Wow this does so well on text! The original model struggled a lot, it's impressi...

simonw · on April 28, 2023

It's much better, but it's not perfect. Here's what I got for:

> a photograph of raccoon in the woods holding a sign that says "I will eat your trash"

https://twitter.com/simonw/status/1651994059781832704

indymike · on April 28, 2023

This is not a problem. The sign was clearly made by the raccoon.

patapong · on April 28, 2023

Agreed - to properly test it, we should try:

A photograph of an English professor in the woods holding a sign that says "I will eat your trash"

Semonto · on April 28, 2023

It actually adds quite a nice charm by wording it not correctly

mkaic · on April 28, 2023

I'm quite curious how much of the improvement on text rendering is from the switch to pixel-space diffusion vs. the switch to a much larger pretrained text encoder. I'm leaning towards the latter, which then raises the question of what happens when you try training Stable Diffusion with T5-XXL-1.1 as the text encoder instead of CLIP — does it gain the ability to do text well?

minimaxir · on April 28, 2023

DeepFloyd IF is effectively the same architecture/text encoder as Imagen (https://imagen.research.google/), although that paper doesn't hypothesize why text works out a lot better.

mkaic · on April 28, 2023

Right, I'm aware of the Imagen architecture, just curious to see further research determining which aspect of it is responsible for the improved text rendering.

EDIT: According to the figure in the Imagen paper FL33TW00D's response referred me to, it looks like the text encoder size is the biggest factor in the improved model performance all-around.

GaggiX · on April 28, 2023

The CLIP text encoder is trained to align with the pooled image embedding (a single vector), which is why most text embeddings are not very meaningful on their own (but still convey the overall semantics of the text). With T5 every text embedding is important.

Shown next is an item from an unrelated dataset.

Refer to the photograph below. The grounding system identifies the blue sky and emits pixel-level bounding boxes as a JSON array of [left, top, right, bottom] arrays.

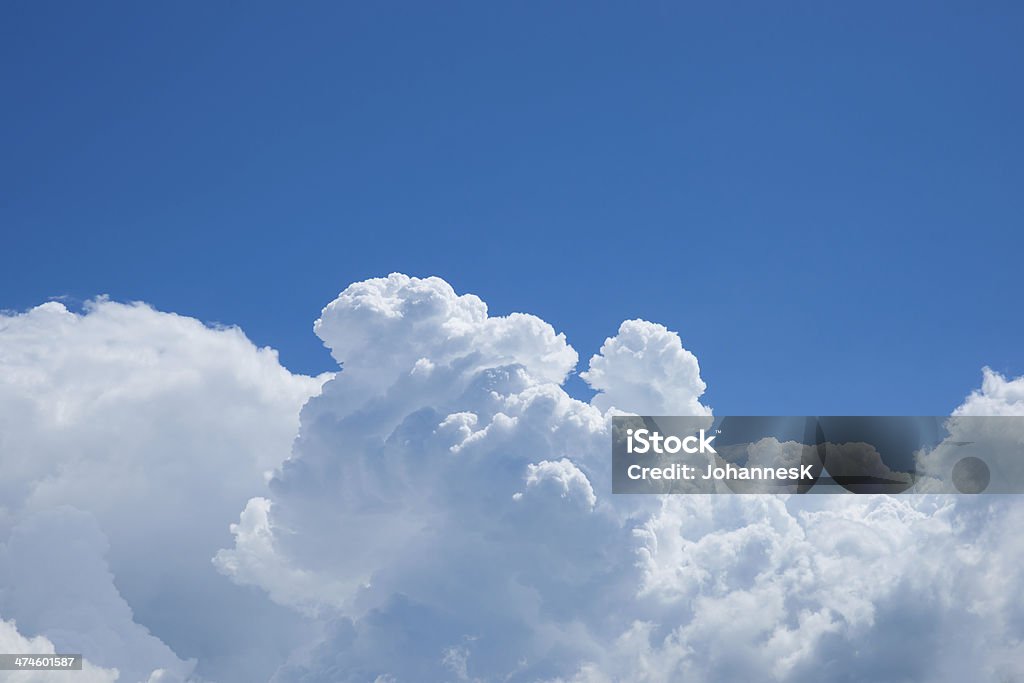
[[3, 2, 1022, 416]]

FL33TW00D · on April 28, 2023

Check out figure 4A from the ImageGen paper: https://arxiv.org/pdf/2205.11487.pdf

From that - I would strongly suspect the answer to your question to be yes.

mkaic · on April 28, 2023

Ah, yes, this seems to be pretty strong evidence. Thanks for pointing that figure out to me!

radq · on April 28, 2023

It is most likely due to the text encoder - see "Character-Aware Models Improve Visual Text Rendering". https://arxiv.org/abs/2212.10562

piyh · on April 28, 2023

That alone is a huge milestone.